I swear, I have not cried this much since taking Applied Statistics 😭😭😭!! Aside from my poetry workshop professor being totally useless and providing no guidance, my Shakespeare teacher is just as bad, if not worse. She gave me an F on my final project rough draft! No, I did not earn an F; it was freely (and probably gleefully) given. Unless people are dying or I’m drowning in untreated depression, I do not get Fs. The only non-A grade I’ve earned is a C+ in statistics. I’m giving a breakdown, so if you don’t want to read a lot of whining, I suggest skipping this post.
Contradiction One
This assignment is a partial rough draft of my final paper. Partial, as in not complete, because we are just starting week 6 and this was week 5’s assignment and there are 8 weeks per term.
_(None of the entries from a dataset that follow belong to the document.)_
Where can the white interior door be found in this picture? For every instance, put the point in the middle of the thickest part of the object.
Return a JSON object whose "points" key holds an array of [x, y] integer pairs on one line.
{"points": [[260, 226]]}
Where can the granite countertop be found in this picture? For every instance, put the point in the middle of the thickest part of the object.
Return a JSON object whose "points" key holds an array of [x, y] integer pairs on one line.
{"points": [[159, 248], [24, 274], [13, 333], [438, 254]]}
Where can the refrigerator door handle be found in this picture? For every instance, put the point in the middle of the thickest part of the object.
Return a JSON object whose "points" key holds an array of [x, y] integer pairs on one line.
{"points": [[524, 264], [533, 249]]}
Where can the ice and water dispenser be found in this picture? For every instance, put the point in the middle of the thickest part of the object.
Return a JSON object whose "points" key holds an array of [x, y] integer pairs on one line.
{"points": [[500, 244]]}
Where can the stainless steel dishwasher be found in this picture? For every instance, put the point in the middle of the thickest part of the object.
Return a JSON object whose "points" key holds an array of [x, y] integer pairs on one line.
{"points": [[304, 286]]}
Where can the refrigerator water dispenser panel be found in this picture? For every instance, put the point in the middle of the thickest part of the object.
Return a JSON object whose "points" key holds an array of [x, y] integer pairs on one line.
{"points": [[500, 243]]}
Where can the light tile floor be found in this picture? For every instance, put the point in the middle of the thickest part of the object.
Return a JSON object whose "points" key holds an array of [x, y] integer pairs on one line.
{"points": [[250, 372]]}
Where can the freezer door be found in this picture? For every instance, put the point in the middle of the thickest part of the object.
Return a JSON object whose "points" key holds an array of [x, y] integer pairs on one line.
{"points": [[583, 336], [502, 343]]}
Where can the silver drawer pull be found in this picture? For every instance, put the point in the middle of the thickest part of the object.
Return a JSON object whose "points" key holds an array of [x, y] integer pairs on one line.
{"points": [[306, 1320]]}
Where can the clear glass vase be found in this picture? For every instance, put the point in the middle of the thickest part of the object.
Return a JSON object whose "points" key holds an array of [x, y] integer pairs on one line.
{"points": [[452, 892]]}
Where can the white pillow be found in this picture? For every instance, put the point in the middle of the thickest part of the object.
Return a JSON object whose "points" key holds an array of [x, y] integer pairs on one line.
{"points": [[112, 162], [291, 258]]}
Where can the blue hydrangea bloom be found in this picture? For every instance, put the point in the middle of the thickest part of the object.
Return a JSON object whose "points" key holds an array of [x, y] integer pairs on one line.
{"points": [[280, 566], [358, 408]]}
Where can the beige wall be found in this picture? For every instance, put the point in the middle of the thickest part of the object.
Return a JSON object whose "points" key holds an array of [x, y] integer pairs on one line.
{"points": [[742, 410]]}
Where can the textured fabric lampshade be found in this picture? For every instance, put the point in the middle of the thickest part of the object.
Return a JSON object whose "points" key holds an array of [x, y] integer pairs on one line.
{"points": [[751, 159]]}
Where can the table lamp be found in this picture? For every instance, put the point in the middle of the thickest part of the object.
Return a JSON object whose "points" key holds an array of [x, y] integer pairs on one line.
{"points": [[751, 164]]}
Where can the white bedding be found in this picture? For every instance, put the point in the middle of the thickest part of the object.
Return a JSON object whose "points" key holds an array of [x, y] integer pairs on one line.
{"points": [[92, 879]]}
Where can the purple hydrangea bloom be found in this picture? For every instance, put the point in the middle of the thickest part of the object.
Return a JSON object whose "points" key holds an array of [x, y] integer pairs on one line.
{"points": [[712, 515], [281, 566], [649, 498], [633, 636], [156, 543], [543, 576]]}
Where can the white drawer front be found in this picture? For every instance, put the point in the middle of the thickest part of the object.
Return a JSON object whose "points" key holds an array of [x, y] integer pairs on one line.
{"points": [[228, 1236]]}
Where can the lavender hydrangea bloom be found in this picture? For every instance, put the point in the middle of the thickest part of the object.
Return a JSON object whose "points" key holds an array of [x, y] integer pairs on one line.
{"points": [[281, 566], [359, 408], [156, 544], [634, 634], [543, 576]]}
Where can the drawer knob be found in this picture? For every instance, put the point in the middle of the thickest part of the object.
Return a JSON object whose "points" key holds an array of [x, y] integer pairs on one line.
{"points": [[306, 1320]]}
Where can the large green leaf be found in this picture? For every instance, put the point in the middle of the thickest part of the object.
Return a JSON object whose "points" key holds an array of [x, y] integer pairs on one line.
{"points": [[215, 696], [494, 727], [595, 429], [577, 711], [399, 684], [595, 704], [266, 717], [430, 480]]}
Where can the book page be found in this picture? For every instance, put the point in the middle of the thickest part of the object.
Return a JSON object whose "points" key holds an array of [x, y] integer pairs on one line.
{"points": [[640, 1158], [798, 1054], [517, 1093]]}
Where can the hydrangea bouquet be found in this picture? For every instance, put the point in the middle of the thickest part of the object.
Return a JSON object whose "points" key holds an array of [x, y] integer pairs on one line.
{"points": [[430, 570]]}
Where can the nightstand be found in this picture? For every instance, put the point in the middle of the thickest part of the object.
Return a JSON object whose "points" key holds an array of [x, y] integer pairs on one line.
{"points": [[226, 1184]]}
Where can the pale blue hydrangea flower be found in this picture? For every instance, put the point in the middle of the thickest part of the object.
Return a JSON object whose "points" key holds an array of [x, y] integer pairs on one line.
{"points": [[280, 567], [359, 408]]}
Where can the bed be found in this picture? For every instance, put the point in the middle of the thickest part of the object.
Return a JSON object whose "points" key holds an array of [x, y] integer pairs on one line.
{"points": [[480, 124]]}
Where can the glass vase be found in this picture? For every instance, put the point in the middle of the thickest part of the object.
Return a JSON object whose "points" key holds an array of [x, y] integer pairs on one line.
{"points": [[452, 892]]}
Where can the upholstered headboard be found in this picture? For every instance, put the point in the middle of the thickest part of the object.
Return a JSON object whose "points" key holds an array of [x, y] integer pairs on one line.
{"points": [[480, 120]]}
Okay, so the entire final paper is supposed to be four to eight pages including the References page, which is a page by itself. I submitted three written pages and one References page, so that is four pages for a partial rough draft. I get zero points in the spelling and grammar section because my four pages include the References page. That is my only zero on this assignment. There is no paper-length grading section, so she just stuck the zero in spelling and grammar, which is a travesty in itself because I am a spelling and grammar Nazi.

Contradiction Two

As seen in the announcement above, there is no need to summarize the play and provide an overview of the plot. Okie-dokie. I don’t feel it is necessary, so I leave out the plot and go on to briefly describe the context within Elizabethan culture.

And I get the grading score below 👇👇.

Contradiction Three
As a general rule, I do not like using quotes in my papers because that makes the school’s TurnItIn anti-plagiarism program’s score higher and a lot of teachers won’t even audit the program to see if it is capturing properly cited and quoted texts (quotes) and flagging them as plagiarism. I would rather write it in my own words and include the references on the References page, as one’s supposed to do even with paraphrasing or rephrasing. So, I did the latter, per usual, for my thematic summary and got positive feedback with this comment:

Since I can follow directions and take feedback well, I added direct quotes and in-text citations in my partial rough draft. Same approved scholarly resources, but I pulled some quotes from a couple of them and cited them. I am now told to not use “long quotes” (it was bullet points) and instead “use [my] own voice” and also not end on quotes but my own voice; you know, like I was doing before. Just…whatever.
Since she has pissed me off, and I can be petty, I included a quote from her announcement about not needing to summarize the play (in-text citation and including her in the references) and am doing a play-by-play of The Taming of the Shrew and the movie 10 Things I Hate About You since I am so “vague.” I go through the rubric point by point to make sure I cover everything, and I have taken 300-level classes before and aced them, so I do not believe I am missing something.